DiffSplat consumes multi-view image sets with calibrated camera metadata. To make character-domain fine-tuning practical, I built an automated pipeline that turns raw FBX/Blender character assets into training-ready datasets — 40 rendered views and per-view camera metadata per character — packaged as Parquet files alongside prompt embeddings.
① Asset Ingest
FBX / Blender character assets normalized into a common scene layout — uniform scale, centered pivot, neutral lighting rig.
② Multi-view Render
Blender Python script places 40 cameras around each character and renders RGB views in a deterministic order — each view paired with a structured camera JSON (intrinsics + extrinsics).
③ Parquet Packaging
RGB views and camera JSON are packaged into Parquet datasets — compact, columnar, and directly loadable by Hugging Face Datasets in the training loop.
④ Prompt Embeddings
Chibi-character captions are pre-encoded into prompt embeddings consistent with the SD 1.5 text encoder, so the training step skips redundant text encoding per epoch.

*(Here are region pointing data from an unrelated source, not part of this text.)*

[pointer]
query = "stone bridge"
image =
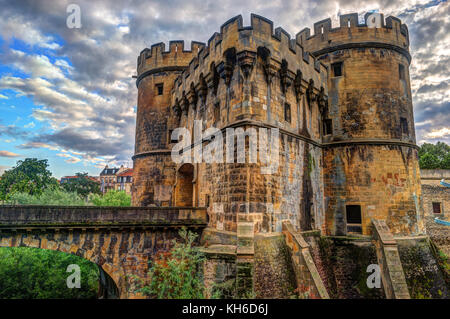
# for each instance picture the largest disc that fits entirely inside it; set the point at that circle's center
(120, 240)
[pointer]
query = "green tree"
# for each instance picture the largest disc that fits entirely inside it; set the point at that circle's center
(32, 273)
(111, 198)
(176, 274)
(434, 156)
(48, 197)
(83, 185)
(29, 176)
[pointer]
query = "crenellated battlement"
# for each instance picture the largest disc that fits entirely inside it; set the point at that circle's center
(176, 58)
(245, 41)
(375, 31)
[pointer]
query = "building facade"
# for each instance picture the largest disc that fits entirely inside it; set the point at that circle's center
(339, 101)
(109, 178)
(125, 180)
(436, 192)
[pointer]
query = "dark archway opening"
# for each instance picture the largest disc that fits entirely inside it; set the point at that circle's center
(185, 188)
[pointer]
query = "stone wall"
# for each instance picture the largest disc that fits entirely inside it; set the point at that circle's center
(274, 276)
(436, 194)
(120, 240)
(342, 263)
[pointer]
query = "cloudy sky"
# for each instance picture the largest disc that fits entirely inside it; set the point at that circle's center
(67, 94)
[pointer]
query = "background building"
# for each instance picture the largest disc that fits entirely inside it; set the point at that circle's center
(108, 177)
(125, 180)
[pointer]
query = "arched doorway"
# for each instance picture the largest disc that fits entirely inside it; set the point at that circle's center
(184, 190)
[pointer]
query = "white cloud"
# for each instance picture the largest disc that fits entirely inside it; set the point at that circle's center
(30, 125)
(8, 154)
(443, 132)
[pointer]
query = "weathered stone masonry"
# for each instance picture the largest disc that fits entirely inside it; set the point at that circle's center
(120, 240)
(346, 139)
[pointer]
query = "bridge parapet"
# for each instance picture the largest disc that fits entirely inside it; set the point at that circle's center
(36, 216)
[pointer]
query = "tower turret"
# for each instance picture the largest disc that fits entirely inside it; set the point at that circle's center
(154, 171)
(370, 154)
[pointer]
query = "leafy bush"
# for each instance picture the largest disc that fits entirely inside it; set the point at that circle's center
(176, 274)
(111, 198)
(83, 185)
(48, 197)
(434, 156)
(32, 273)
(29, 176)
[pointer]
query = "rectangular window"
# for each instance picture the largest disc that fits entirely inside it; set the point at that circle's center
(404, 125)
(217, 113)
(171, 140)
(401, 72)
(337, 69)
(160, 88)
(354, 219)
(327, 127)
(437, 208)
(287, 112)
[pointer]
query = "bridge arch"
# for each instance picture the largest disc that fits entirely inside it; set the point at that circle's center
(119, 239)
(108, 277)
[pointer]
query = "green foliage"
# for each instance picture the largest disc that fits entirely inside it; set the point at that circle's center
(31, 273)
(434, 156)
(111, 198)
(82, 185)
(176, 274)
(30, 176)
(48, 197)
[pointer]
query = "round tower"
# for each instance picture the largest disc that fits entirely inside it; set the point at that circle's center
(154, 171)
(370, 155)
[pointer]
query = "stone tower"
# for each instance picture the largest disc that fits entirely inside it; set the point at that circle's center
(154, 171)
(340, 100)
(370, 155)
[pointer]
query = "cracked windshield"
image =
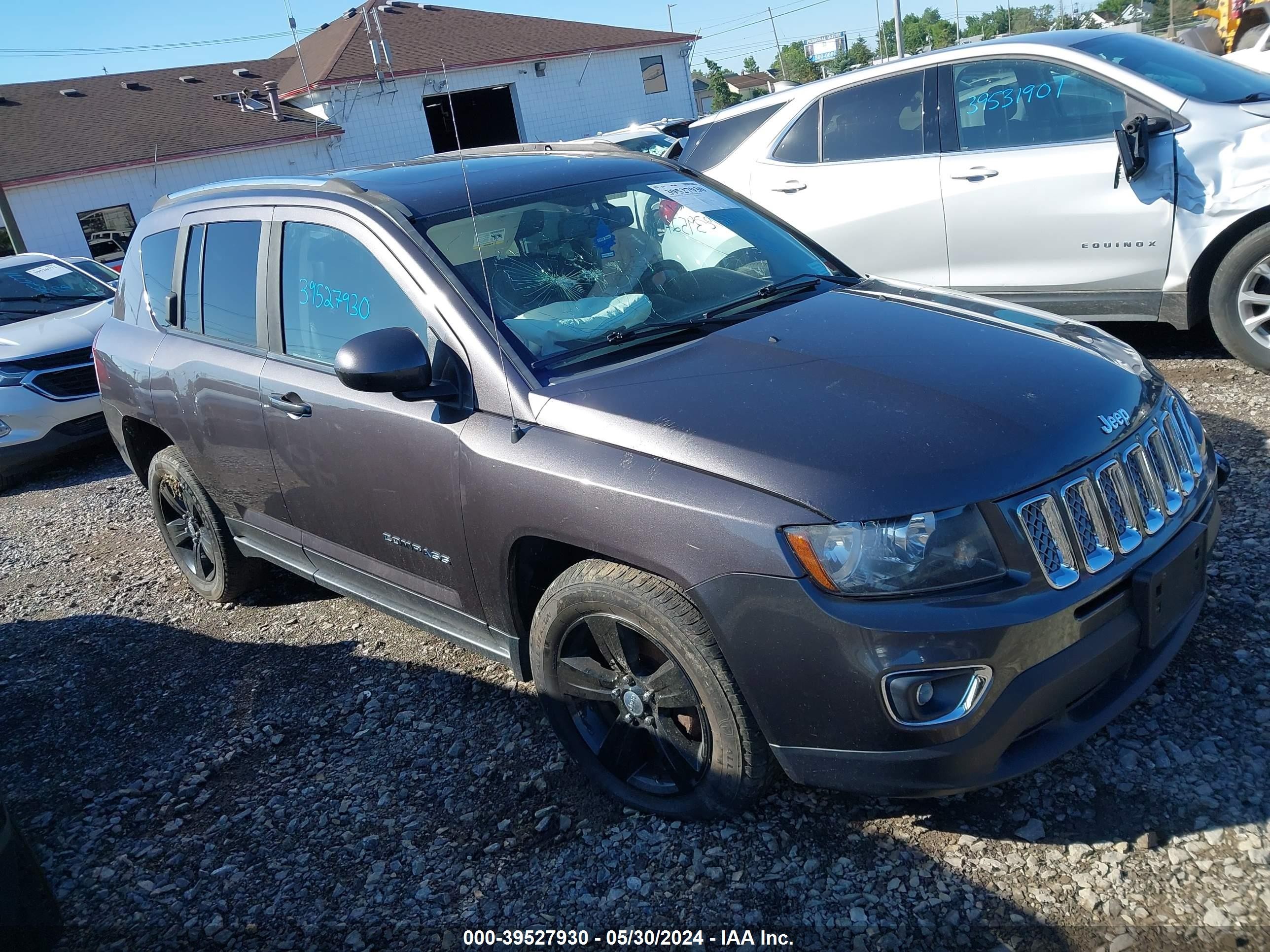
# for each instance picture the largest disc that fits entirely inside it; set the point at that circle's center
(588, 270)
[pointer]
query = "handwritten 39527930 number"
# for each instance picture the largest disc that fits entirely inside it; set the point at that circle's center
(318, 295)
(1013, 94)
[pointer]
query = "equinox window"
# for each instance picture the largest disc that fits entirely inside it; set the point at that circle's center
(1006, 103)
(878, 120)
(333, 290)
(230, 253)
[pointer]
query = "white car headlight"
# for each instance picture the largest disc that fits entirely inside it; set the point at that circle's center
(893, 556)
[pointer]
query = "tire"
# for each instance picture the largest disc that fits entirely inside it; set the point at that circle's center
(1246, 268)
(705, 754)
(209, 559)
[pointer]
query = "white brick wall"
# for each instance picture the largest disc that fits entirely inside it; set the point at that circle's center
(391, 127)
(378, 129)
(46, 212)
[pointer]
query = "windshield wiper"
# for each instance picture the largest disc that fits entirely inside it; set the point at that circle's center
(54, 298)
(643, 332)
(795, 282)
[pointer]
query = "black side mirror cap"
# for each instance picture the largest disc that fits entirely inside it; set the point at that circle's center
(390, 361)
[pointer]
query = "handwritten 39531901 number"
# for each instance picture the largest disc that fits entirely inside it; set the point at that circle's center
(1013, 94)
(323, 296)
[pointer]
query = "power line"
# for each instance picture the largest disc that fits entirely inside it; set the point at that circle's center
(112, 50)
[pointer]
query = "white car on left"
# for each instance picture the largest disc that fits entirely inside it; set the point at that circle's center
(50, 311)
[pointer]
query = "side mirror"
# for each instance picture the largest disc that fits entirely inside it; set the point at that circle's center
(390, 361)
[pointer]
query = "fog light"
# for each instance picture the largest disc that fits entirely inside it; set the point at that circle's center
(935, 696)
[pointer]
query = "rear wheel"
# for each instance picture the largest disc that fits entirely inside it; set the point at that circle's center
(1238, 300)
(636, 688)
(195, 531)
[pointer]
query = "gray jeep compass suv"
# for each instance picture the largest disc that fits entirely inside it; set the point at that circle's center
(727, 503)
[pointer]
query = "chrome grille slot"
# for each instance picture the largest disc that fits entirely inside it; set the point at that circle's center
(1050, 540)
(1122, 503)
(1166, 470)
(1093, 534)
(1146, 484)
(1188, 437)
(1178, 447)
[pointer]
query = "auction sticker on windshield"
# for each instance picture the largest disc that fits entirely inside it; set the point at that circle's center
(47, 272)
(695, 197)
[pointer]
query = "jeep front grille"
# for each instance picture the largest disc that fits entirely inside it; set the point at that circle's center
(1089, 521)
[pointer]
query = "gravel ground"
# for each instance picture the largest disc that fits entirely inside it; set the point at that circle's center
(299, 772)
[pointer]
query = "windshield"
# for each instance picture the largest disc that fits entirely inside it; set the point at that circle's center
(37, 289)
(1181, 69)
(653, 144)
(610, 261)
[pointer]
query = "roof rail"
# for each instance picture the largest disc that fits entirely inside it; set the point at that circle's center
(328, 184)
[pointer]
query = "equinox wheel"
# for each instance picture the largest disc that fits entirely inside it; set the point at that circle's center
(1240, 300)
(195, 534)
(636, 688)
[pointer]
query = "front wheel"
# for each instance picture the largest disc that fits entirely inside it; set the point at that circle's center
(1238, 301)
(634, 684)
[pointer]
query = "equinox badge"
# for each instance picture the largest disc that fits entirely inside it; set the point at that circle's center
(1110, 424)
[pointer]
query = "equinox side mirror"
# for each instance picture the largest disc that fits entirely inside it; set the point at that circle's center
(390, 361)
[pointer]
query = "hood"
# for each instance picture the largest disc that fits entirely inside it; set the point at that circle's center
(65, 331)
(873, 402)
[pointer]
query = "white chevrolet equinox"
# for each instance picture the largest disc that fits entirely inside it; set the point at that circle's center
(50, 404)
(1101, 175)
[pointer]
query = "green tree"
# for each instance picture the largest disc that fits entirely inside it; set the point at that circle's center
(720, 96)
(798, 68)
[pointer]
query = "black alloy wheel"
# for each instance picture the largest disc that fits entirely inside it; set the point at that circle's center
(184, 528)
(634, 706)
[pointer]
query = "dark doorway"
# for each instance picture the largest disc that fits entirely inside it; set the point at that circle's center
(484, 117)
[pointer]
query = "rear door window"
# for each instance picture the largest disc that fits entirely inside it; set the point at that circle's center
(158, 262)
(334, 289)
(879, 120)
(710, 142)
(232, 252)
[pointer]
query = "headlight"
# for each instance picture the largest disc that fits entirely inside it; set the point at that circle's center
(914, 554)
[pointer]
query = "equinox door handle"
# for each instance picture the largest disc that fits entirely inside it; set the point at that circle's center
(977, 172)
(291, 404)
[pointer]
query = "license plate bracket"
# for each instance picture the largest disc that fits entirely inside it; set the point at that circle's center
(1166, 585)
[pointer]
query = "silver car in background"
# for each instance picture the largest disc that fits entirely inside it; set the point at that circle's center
(1096, 174)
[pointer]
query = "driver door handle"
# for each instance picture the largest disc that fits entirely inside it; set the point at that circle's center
(976, 172)
(291, 404)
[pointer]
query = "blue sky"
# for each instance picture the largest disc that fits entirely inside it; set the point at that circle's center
(729, 28)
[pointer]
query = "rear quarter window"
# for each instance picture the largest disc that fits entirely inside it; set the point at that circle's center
(709, 144)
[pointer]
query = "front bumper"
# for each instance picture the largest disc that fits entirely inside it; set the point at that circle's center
(1064, 663)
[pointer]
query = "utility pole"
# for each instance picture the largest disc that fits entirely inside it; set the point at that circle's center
(780, 54)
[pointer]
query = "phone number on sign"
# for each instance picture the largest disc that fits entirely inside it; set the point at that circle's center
(581, 937)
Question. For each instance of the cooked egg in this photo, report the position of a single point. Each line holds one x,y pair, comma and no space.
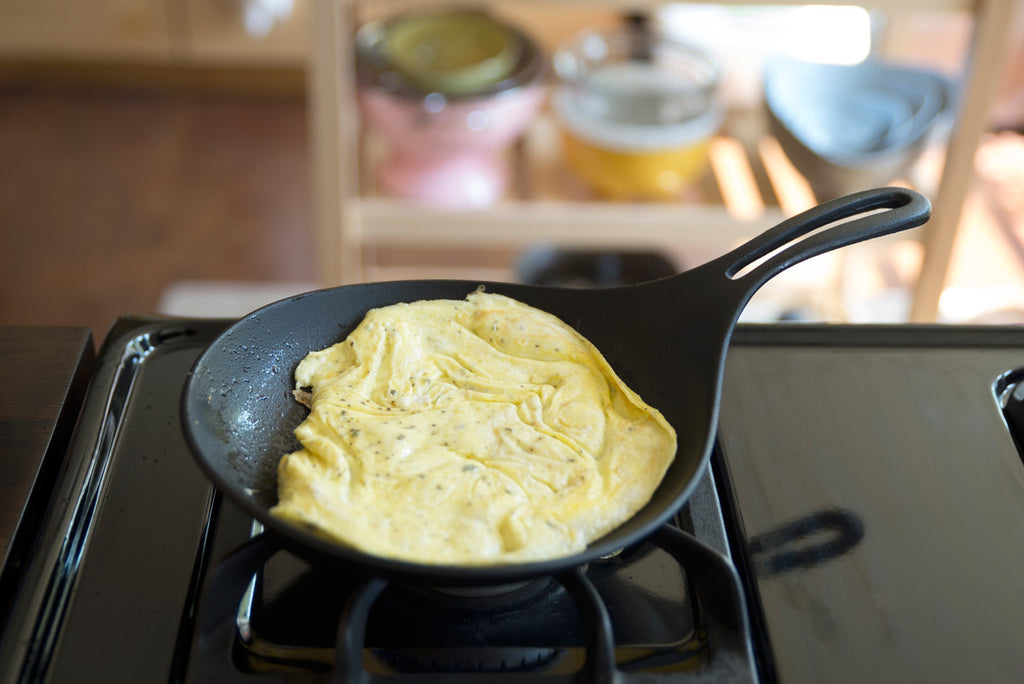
469,432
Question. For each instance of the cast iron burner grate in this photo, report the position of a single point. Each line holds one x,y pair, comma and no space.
266,612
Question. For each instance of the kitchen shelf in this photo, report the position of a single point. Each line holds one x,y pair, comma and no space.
751,187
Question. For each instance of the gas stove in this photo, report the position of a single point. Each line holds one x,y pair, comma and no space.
858,521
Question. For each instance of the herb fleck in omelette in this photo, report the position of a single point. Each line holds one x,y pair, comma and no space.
470,432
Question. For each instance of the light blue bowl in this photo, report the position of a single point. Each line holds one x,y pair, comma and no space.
848,128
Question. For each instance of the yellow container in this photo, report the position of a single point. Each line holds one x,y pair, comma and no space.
634,162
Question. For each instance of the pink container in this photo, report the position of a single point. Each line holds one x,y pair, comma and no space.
446,148
453,157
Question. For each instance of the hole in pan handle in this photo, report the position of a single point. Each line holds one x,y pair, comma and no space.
845,220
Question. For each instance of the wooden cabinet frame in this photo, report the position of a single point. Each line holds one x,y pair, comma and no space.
346,221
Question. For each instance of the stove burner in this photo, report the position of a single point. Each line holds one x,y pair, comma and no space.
293,616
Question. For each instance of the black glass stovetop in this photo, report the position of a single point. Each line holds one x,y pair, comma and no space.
865,487
136,548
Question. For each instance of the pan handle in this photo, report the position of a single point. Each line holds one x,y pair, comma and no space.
906,209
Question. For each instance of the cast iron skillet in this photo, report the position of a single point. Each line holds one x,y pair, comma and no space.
667,339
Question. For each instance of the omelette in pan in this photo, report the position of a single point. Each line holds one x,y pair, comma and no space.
468,432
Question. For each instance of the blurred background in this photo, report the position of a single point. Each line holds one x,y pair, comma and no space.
207,157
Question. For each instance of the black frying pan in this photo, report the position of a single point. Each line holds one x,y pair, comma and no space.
667,339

40 Views as a Training Contract
Locking the dataset to a fixed 40-view layout per character makes camera-conditioning consistent across the dataset, simplifies batching, and turns the rendering step into something fully deterministic — the same FBX always yields the same dataset row.
Parquet Over Loose Files
Choosing Parquet for the packaged dataset (instead of folder-of-PNGs) cuts I/O overhead during training, plays well with Hugging Face Datasets, and makes splits / shuffles / shards trivial.
Reuse, Don't Rebuild
Rather than retraining GSRecon / GSVAE / GSDiff from scratch, the fine-tune targets only the character-domain shift on top of pretrained checkpoints — a deliberate scoping decision so a 2-month solo project actually converges.
Pre-computed Prompt Embeddings
Encoding chibi-character captions once and caching the embeddings keeps each training step focused on the diffusion + GS components, not on repeatedly running the text encoder.
🧪 Training Config
SD 1.5-based DiffSplat training config adapted for chibi-character domain fine-tuning.
🛠️ Blender Renderer
Python-driven renderer that emits 40 calibrated views + camera JSON per character.
📦 Parquet Dataset Builder
Preprocessing scripts that pack RGB views, camera JSON, and prompt embeddings into Parquet datasets.
🌀 Domain-Adapted GS Outputs
Fine-tuned DiffSplat checkpoints that produce 3D Gaussian Splats in the chibi-character style.